*As NAPTAN threatens to sue Ogun over N25,000 COVID-19 test charges
Final year secondary school students on Monday resumed in Lagos State to begin preparations for this year’s West African Secondary School Certificate Examination, WASSCE, billed to start on the 17th of this month.
iBrandTV investigations show that most private and public schools managed to meet the health and safety conditions stipulated by the government to prevent the spread of Coronavirus disease in the country.
Although, Personal Protective Equipment, PPE, demanded by the national leadership of the Nigeria Union of Teachers, NUT, were missing on staff of schools visited.
At Surulere Senior Secondary School, Alagbado, our correspondent met three staff members with Infrared thermometers at the gate, checking the temperatures of staff and students as they come in.
Two hand washing facilities were also installed near the gate for people to wash their hands. Two other hand washing points were located in the premises, while the entrance of each class has a bucket converted to a handwashing facility and a hand sanitiser placed on top.
Students were not allowed in unless they had their nose masks on.
The Principal, Dr Mrs Olufunmilayo Ojiba, refused to comment on the situation.
It was gathered that the school has only 96 SSS 3 students and they have been divided into four classes to allow for social distancing.

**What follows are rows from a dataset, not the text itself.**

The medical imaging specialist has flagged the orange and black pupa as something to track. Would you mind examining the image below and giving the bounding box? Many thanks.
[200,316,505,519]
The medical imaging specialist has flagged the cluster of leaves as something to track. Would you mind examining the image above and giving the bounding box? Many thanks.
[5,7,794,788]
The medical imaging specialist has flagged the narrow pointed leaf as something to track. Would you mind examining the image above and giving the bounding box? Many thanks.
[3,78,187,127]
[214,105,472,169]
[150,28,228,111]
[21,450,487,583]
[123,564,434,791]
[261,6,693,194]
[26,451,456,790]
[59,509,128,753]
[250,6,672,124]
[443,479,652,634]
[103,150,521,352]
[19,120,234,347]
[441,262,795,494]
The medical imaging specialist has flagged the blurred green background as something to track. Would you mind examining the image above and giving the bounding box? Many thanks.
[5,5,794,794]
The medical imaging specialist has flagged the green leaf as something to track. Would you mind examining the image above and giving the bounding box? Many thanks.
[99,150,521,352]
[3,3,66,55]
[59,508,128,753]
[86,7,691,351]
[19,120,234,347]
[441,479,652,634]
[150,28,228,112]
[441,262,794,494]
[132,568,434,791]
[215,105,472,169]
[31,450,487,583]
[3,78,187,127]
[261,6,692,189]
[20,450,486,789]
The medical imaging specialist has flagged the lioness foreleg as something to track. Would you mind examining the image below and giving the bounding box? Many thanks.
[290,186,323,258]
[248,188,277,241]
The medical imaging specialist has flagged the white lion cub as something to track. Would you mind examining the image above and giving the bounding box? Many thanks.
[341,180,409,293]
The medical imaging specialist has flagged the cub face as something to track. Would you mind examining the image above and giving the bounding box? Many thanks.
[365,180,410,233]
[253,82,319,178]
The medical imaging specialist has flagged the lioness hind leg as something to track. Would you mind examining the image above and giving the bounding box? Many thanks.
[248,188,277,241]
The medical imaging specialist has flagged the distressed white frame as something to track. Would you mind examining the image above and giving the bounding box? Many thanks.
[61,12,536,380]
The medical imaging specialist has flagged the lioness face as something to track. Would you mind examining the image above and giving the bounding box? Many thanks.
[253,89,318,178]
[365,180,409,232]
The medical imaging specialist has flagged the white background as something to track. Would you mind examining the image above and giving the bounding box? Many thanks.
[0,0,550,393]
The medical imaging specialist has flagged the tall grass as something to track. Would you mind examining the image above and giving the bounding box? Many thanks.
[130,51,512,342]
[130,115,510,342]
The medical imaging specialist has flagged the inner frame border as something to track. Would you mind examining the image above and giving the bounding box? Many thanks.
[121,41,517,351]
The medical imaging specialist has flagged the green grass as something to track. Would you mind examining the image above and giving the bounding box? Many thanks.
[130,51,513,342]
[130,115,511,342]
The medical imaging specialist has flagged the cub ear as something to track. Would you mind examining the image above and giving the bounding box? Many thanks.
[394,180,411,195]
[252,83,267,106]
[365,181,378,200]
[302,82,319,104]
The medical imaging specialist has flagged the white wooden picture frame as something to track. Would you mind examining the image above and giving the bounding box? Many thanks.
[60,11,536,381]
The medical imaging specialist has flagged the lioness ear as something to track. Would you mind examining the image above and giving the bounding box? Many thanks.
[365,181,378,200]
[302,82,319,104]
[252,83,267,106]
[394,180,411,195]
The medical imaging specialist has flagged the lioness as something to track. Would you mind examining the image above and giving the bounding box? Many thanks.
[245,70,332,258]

On how to take care of any emergency, it was learnt that a nearby state-owned health centre could come to the rescue when necessary.
At Grimes International College, also in Alagbado, each student was given free nose mask to complement the ones they brought from home.
The Proprietor, Mrs Gladys Grimes, said her final year student are 34 and are divided into three classes.
The school has a sick bay.
At Lawrence Private School in Ajasa, enlightenment banners about COVID-19 pandemic and safety measures to be taken were placed at the gate and other conspicuous points in the premises.
Commenting on the development, the Lagos State Chairman of NUT, Otunba Adesina Adedoyin, said an assessment of the first day of resumption would not be enough to pass judgement.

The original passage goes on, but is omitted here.